El mito
El animal había hendido el agua por enésima vez como una flecha lanzada por Dios. Su frente no era aguda, ni semejante al pez espada; la gallardía nunca estuvo entre sus atributos conocidos y rememorados más de una vez en las tabernas de Punta Umbría donde fui reclutado, según me dijeron, para ser integrante de la tripulación más fiera que hubiese surcado estos mares. El Bósforo destelló en nuestros ojos sedientos; vimos el mar de Moisés, los peces gigantes del Helesponto, al Kraken inmortal, a los hombres con membranas brotándoles de las espaldas allá en Hibernia o en Tule. Nunca creí que tales prodigios aún sucedieran; pero hace un mes nos fue revelada la misión que nos había hecho circunnavegar el mundo casi dos veces: buscábamos la certeza de la Mano de Dios. Nuestro capitán, un hombre tuberculoso y profético nombrado Acheron Hablin, se había propuesto capturar a Leviatán, la criatura bíblica que jugaba en los mares de la Creación.
Horrorizados comprendimos por qué en la sentina y cruzando la línea de flotación había unos gigantescos hierros afilados. Eran arpones. El barco sería su propulsor. También comprendimos que al avistar a la criatura y hacer fuego nos iríamos a pique, pues el agua entraría tormentosa por los agujeros en la cala. Obsesivamente todos rezaron. Yo no. Dudaba de tal engendro; incluso de mis evocaciones bíblicas sacaba en claro que esta abominación pertenece a los Libros de Esdras, que relata un espacio o época ajenos a este renovador siglo dieciocho.
El monstruo fue divisado a la altura de las Azores. Y hubo lucha, hambre, tempestad. El capitán disparó justo al lomo de la bestia que nos arrastró consigo durante semanas, hasta que un día se perdió en algún lugar de la Micronesia. La zambullida fue tan veloz que el barco estuvo a punto de ser lanzado junto al negro torbellino que dejaba su aleta caudal, y una urbe de tiburones muertos ascendió rompiendo el azul con sus putrefacciones. Al amanecer navegábamos sobre un agua turbia llena de formas chapoteantes. Reparamos el barco en silencio y Acheron Hablin leía viejas cartas de navegación deseoso que le indicasen el nombre de aquel lugar de aguas quietas, insidiosas.

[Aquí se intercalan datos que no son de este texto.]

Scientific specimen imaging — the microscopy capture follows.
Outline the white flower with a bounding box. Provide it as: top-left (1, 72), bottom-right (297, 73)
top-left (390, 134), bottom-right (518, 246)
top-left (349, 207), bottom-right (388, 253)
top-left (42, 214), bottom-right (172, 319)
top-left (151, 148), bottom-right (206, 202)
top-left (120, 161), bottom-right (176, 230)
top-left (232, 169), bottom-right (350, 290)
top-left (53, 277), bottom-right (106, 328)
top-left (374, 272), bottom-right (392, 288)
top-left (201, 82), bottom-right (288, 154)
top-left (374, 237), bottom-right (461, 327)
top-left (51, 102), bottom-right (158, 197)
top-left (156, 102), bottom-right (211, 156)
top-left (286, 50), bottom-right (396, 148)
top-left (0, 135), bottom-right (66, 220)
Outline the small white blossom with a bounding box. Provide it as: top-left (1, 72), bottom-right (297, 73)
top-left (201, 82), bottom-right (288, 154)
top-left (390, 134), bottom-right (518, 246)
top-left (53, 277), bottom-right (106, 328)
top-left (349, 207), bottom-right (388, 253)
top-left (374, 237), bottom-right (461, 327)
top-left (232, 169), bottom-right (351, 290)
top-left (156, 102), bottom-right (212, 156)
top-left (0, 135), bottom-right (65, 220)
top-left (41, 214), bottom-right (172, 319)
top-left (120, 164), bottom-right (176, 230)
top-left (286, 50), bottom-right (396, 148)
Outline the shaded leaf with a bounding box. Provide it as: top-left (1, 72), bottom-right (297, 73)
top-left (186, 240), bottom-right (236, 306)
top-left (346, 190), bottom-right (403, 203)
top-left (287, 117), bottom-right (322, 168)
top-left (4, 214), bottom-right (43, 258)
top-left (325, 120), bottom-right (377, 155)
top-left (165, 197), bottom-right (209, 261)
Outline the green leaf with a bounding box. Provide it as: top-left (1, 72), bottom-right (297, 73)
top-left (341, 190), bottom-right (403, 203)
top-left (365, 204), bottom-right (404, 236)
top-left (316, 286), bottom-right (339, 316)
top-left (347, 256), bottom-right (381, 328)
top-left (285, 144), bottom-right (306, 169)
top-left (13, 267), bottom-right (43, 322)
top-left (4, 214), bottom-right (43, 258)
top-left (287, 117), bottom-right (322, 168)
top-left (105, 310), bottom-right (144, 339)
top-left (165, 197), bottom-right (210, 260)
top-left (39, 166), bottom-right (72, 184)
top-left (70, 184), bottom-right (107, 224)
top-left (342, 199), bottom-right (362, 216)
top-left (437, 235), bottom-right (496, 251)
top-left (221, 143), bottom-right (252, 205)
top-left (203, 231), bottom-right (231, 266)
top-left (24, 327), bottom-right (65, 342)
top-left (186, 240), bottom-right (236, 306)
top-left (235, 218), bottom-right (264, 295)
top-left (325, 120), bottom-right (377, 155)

Al tercer día de calma hubo un motín. Tuvimos que arrojar al agua a los revoltosos y los vimos morir en un raro ardor, en una llama líquida que les sesgó las manos y los ojos, recordando la eficacia de los ácidos. El barco, ciertamente, hacía agua. Cada día la obra muerta era tragada por las oscuras formas del agua.

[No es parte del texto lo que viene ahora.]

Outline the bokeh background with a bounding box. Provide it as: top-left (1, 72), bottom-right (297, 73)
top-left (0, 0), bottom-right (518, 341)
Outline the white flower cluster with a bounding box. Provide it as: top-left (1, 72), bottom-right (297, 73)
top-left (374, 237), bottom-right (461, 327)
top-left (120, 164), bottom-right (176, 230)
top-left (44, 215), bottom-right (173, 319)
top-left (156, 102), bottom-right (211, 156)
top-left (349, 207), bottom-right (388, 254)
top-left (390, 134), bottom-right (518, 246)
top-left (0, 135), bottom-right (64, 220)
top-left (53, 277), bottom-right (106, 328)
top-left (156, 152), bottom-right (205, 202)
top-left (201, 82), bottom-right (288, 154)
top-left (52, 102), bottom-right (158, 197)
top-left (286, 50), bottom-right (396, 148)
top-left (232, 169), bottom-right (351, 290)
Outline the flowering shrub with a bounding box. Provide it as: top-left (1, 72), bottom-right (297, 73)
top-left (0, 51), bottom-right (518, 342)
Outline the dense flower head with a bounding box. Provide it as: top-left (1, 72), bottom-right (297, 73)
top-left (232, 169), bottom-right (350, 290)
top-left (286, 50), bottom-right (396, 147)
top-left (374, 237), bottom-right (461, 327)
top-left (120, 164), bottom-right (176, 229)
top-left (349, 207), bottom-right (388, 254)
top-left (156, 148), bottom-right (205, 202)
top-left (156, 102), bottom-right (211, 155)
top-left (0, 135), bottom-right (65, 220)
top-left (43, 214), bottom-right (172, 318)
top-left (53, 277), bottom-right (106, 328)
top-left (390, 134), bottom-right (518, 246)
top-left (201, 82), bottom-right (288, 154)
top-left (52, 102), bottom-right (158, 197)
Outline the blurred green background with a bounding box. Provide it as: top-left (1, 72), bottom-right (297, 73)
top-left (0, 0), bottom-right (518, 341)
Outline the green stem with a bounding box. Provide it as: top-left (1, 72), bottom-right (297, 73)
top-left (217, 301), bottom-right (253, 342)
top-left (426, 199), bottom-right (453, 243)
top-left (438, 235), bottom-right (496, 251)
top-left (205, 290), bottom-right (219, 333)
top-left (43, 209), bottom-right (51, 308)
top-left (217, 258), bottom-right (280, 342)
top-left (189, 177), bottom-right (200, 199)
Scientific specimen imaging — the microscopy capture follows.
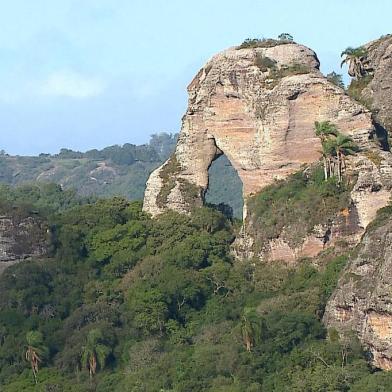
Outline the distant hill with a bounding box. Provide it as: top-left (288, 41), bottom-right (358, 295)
top-left (0, 132), bottom-right (242, 217)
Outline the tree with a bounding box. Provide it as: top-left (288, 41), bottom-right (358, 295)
top-left (314, 121), bottom-right (339, 180)
top-left (335, 133), bottom-right (358, 182)
top-left (81, 328), bottom-right (111, 378)
top-left (25, 331), bottom-right (48, 384)
top-left (314, 121), bottom-right (359, 183)
top-left (340, 46), bottom-right (367, 79)
top-left (278, 33), bottom-right (294, 42)
top-left (241, 309), bottom-right (260, 353)
top-left (327, 71), bottom-right (344, 89)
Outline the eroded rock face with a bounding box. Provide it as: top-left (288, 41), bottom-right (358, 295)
top-left (324, 215), bottom-right (392, 370)
top-left (144, 43), bottom-right (373, 219)
top-left (0, 216), bottom-right (48, 274)
top-left (362, 35), bottom-right (392, 136)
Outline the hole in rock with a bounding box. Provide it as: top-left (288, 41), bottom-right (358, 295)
top-left (205, 155), bottom-right (244, 219)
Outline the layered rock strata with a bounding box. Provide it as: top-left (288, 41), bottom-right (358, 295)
top-left (144, 43), bottom-right (392, 261)
top-left (144, 43), bottom-right (380, 220)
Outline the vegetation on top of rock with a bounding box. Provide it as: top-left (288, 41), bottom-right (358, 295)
top-left (326, 71), bottom-right (344, 89)
top-left (0, 190), bottom-right (391, 392)
top-left (314, 121), bottom-right (359, 184)
top-left (341, 46), bottom-right (368, 79)
top-left (247, 165), bottom-right (350, 249)
top-left (0, 133), bottom-right (177, 200)
top-left (237, 33), bottom-right (295, 49)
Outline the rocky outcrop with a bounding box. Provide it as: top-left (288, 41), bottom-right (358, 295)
top-left (361, 35), bottom-right (392, 136)
top-left (0, 215), bottom-right (48, 274)
top-left (324, 207), bottom-right (392, 370)
top-left (144, 43), bottom-right (373, 220)
top-left (144, 43), bottom-right (392, 261)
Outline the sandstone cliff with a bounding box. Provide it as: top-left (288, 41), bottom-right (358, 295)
top-left (324, 207), bottom-right (392, 370)
top-left (0, 215), bottom-right (48, 274)
top-left (144, 39), bottom-right (392, 260)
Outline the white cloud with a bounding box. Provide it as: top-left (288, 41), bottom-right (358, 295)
top-left (40, 70), bottom-right (105, 99)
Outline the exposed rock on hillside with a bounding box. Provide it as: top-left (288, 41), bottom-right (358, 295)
top-left (0, 216), bottom-right (48, 273)
top-left (324, 208), bottom-right (392, 370)
top-left (144, 44), bottom-right (373, 219)
top-left (144, 43), bottom-right (392, 260)
top-left (361, 35), bottom-right (392, 136)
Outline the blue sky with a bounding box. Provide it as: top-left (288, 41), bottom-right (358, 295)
top-left (0, 0), bottom-right (392, 155)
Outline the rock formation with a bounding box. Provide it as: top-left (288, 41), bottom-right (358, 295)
top-left (324, 211), bottom-right (392, 370)
top-left (144, 42), bottom-right (392, 260)
top-left (0, 215), bottom-right (48, 274)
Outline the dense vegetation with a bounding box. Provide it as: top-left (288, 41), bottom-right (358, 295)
top-left (0, 184), bottom-right (391, 392)
top-left (0, 132), bottom-right (242, 218)
top-left (248, 165), bottom-right (350, 247)
top-left (0, 133), bottom-right (177, 200)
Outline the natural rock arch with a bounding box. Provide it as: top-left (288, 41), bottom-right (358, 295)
top-left (144, 43), bottom-right (374, 217)
top-left (204, 154), bottom-right (244, 219)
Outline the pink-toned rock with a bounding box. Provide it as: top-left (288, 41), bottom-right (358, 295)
top-left (144, 43), bottom-right (373, 220)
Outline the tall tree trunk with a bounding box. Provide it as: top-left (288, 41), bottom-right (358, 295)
top-left (337, 151), bottom-right (342, 184)
top-left (323, 155), bottom-right (328, 181)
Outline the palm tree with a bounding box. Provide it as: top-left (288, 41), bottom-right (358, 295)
top-left (25, 331), bottom-right (48, 384)
top-left (241, 315), bottom-right (255, 353)
top-left (241, 309), bottom-right (261, 352)
top-left (81, 328), bottom-right (111, 378)
top-left (321, 138), bottom-right (336, 180)
top-left (314, 121), bottom-right (339, 180)
top-left (340, 46), bottom-right (367, 79)
top-left (335, 133), bottom-right (358, 182)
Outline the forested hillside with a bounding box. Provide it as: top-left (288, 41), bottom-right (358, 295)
top-left (0, 132), bottom-right (242, 218)
top-left (0, 179), bottom-right (392, 392)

El segundo motín fue absoluto y veloz: colgamos al capitán Acheron Hablin. Pero cuando el marinero halaba la soga y el nudo corredizo rompía las carnes del hombre, miramos al cielo por vez primera en treinta días. En lo alto vimos el mar y el vientre de un navío que lo surcaba bajo la transparente calma del mediodía. Entonces recé, antes que el gigantesco arpón de los otros llegara al centro de Leviatán, antes que en el lomo del monstruo fuese asfixiado y luego convertido en mito el capitán Acheron Hablin, que la brevedad transforma en Ahab, y a nosotros nos pierden el sentido múltiple de los hombres, de la leyenda, y somos luego una entidad inseparable y cruel: Moby Dick.